So the next automation that runs is the stateful position entry, which this automation is answering the question what position type should I enter? I’m now using the information that I collected from my first automation run for the market conditions or the environment that’s important to me and I’m now using this information to now potentially make different decisions. So the first thing that I have the bot do is to check and see if the bot has a tag that is in an uptrend, right?
Now, remember, I’m going to check now because I’ve already tagged the bot as the environment that it’s in for the position I’m looking at. So does the bot have a tag uptrend right now? Right? And if it has the tag downtrend, it will go down the no path, right? That’s all it’s basically doing.

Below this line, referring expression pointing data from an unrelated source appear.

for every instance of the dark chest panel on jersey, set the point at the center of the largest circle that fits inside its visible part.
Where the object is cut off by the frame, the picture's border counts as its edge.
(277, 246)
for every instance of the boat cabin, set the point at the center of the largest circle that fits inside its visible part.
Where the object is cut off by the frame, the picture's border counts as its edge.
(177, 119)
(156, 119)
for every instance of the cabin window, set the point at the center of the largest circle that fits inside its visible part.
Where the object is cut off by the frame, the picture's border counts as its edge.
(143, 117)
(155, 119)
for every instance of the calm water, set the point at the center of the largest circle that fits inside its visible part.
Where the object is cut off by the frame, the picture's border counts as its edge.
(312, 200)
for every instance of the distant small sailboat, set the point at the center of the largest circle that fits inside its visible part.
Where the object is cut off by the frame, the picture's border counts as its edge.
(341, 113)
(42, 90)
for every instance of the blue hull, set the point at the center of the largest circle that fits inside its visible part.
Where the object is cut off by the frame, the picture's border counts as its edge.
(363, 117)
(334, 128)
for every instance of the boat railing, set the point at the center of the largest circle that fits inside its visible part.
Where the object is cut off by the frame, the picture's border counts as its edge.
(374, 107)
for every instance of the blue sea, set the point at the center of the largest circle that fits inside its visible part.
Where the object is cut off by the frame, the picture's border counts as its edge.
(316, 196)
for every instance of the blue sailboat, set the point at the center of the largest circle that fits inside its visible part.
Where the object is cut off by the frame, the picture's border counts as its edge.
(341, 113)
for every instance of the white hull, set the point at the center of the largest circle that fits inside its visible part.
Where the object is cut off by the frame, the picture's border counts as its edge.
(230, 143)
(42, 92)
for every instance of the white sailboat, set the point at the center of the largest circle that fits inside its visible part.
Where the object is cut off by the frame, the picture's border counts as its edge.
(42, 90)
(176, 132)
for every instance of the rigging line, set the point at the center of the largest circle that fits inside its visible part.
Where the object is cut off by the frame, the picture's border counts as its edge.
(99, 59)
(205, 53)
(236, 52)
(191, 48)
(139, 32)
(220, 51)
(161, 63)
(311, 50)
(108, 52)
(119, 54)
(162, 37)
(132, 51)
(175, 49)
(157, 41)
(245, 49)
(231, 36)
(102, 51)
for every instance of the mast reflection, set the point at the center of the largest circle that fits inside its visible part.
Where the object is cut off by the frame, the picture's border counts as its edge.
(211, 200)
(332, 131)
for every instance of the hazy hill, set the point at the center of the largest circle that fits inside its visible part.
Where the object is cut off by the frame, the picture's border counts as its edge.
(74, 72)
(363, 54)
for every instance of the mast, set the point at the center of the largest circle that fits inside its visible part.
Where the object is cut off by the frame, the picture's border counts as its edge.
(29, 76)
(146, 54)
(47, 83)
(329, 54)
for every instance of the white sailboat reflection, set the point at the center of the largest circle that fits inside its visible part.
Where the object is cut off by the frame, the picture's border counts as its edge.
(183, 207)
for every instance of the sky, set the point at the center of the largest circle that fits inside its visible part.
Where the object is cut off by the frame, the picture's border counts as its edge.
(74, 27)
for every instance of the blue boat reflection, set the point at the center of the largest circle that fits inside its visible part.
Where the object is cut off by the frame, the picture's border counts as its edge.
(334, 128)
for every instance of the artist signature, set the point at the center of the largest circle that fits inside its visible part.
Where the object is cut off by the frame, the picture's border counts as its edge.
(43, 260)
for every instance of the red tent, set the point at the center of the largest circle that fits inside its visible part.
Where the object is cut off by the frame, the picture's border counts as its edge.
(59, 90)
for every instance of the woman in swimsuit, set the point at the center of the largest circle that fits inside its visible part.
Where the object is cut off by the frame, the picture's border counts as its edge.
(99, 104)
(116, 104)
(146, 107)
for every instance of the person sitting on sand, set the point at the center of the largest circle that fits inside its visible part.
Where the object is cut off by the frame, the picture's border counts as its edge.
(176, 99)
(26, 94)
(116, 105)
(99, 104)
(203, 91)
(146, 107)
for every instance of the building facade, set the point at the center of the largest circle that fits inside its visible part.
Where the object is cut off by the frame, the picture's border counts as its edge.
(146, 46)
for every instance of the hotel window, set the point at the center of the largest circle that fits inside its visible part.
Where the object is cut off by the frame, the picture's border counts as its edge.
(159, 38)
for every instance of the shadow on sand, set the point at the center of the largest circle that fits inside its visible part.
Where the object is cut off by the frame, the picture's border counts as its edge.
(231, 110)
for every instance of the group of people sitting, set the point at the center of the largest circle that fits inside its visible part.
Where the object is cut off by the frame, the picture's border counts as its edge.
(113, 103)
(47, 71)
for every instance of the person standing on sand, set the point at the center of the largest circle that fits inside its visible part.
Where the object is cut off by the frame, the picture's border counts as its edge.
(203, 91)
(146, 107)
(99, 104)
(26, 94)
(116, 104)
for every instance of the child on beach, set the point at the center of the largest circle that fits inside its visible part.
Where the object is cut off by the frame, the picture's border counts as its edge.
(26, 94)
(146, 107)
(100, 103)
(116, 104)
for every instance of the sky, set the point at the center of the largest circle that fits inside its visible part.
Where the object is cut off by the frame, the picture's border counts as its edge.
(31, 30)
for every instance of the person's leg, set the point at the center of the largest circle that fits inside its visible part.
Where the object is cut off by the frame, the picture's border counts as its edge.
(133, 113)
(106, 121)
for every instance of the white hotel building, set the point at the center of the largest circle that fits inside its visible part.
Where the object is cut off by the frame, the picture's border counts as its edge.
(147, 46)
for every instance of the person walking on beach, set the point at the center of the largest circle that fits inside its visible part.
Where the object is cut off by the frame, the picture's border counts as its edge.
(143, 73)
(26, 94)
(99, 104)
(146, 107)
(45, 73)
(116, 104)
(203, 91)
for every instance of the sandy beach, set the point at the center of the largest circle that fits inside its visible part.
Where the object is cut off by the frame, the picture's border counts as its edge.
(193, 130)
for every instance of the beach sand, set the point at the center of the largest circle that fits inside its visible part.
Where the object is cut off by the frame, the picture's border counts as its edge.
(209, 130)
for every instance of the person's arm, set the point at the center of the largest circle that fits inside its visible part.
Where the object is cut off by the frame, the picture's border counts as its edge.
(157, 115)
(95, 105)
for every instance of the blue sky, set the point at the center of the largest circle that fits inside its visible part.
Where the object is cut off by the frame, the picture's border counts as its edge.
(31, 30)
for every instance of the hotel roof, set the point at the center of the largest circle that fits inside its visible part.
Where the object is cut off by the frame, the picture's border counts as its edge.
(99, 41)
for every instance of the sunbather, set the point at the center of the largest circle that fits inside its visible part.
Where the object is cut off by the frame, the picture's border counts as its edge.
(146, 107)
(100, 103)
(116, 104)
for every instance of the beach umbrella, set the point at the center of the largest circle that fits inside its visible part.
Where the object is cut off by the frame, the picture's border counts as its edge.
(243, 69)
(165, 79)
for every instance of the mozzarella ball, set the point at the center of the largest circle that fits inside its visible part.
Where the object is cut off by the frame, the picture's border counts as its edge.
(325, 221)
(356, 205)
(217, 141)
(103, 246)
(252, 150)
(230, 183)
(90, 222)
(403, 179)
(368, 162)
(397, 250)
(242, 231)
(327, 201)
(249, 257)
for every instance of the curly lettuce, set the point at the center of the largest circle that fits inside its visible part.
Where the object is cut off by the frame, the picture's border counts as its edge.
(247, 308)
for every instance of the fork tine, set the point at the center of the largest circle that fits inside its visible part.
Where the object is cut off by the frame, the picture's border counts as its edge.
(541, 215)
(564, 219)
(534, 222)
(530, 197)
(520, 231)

So does the bot have a tag uptrend? If the answer to that question is yes, then the bot would go down the yes path. And then it will assess and make a decision. Does the bot has a tag RSI buy signal, right?
Notice we’re doing the same thing we did in the weather analogy, right? Is it going to rain? Is the likelihood of rain over 50%, right? We’re just doing the same thing here and if the bot does have a tag for RSI, then potentially you want to open a short put spread. So now you are changing dynamically what position you get into based on the market conditions that you assess.

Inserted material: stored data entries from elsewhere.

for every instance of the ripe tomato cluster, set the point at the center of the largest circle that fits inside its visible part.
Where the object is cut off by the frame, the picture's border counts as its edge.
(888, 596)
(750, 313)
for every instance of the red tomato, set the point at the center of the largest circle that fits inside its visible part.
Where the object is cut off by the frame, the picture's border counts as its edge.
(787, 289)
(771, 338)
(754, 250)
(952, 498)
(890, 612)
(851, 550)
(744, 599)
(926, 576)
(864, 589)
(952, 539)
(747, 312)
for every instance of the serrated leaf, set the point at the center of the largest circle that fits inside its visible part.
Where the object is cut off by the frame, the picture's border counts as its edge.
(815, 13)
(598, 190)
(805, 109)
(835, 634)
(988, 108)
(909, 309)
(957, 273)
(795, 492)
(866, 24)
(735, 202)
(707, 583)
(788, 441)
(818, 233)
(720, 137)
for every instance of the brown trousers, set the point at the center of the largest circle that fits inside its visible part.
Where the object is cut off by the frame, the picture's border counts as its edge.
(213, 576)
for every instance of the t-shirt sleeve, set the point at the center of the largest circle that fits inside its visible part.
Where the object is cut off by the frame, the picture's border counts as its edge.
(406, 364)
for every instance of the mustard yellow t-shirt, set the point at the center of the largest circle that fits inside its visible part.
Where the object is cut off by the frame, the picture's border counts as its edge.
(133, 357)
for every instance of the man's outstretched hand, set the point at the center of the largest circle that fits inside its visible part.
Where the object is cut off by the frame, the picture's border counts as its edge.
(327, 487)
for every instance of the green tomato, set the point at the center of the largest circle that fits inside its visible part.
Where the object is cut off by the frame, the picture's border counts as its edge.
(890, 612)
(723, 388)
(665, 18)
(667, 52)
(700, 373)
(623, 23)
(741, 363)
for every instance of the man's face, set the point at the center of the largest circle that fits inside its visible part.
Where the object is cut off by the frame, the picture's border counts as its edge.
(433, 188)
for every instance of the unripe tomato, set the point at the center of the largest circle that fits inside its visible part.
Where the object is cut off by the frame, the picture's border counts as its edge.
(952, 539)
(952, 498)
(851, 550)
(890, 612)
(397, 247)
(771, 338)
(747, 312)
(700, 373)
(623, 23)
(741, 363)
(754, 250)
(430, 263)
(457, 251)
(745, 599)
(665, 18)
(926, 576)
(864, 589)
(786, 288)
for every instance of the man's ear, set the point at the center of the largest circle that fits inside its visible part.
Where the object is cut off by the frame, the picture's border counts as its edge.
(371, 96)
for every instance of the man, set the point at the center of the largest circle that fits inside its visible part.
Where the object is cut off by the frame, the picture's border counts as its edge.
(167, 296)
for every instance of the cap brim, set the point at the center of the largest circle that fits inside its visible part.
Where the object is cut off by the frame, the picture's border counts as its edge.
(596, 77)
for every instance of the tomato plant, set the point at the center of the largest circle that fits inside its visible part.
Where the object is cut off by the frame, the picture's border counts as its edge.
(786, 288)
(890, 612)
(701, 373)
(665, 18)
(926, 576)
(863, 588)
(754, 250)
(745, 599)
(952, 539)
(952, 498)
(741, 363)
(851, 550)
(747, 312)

Now you can put this all into one automation. You can, but I’m deliberately splitting it out for this workshop so that you can, in your mind, compartmentalize a little bit and split out the different actions that you’re performing, okay? Assessment and then reaction. Now if the bot has uptrend turned on, and RSI buy signal is not inside the bot. Basically, the bot has the neutral technical so it does not have RSI buy, and the answer is no, then I want to open a neutral iron condor position.
If we’re good on this side, are we in an uptrend? No? Does the bot have a tag for high implied volatility? Yes. Great, open an iron butterfly position. Awesome, that’s what I want the bot to do. And if the bot is not in an uptrend and does not have high implied volatility, I just want it to end and not do anything. Remember, we tag the bot as waiting for a better opportunity because we knew we weren’t going to take any action in those environments, right? so we just simply just let it end, let the bot end and we wait for better opportunity.
So we don’t have to always make a trade at the end of a branch, right? We can, of course, go in and, you know, make different types of trades, but we don’t have to. Now here’s the other thing we can do in here too. This is a little bit starting to get a little bit more advanced as we go, okay? But inside of these open position actions that you are getting into, you can also tag the position when it’s opened.
Now, this is pretty cool for a couple different reasons. Number one is that you can make different decisions on these positions as I will show you when I give you an example. We’re going to build an example of this together. You can make different positions based on the state in which the position was opened or the type or however you want to tag it. What I like to do is I like to tag the position as the state in which it was opened.
So in this case, it was opened during an uptrend and within RSI buy signal because the only way it would’ve gotten all the way over here to open a position is in those environments. So that when I go back and analyze it or if I want the bot to make different decisions on it, I know the environment that the position was opened in. Remember being stateful is first about tracking and documenting the history and what’s happened. And this is one of the ways in which you can do it. That’s pretty cool, right?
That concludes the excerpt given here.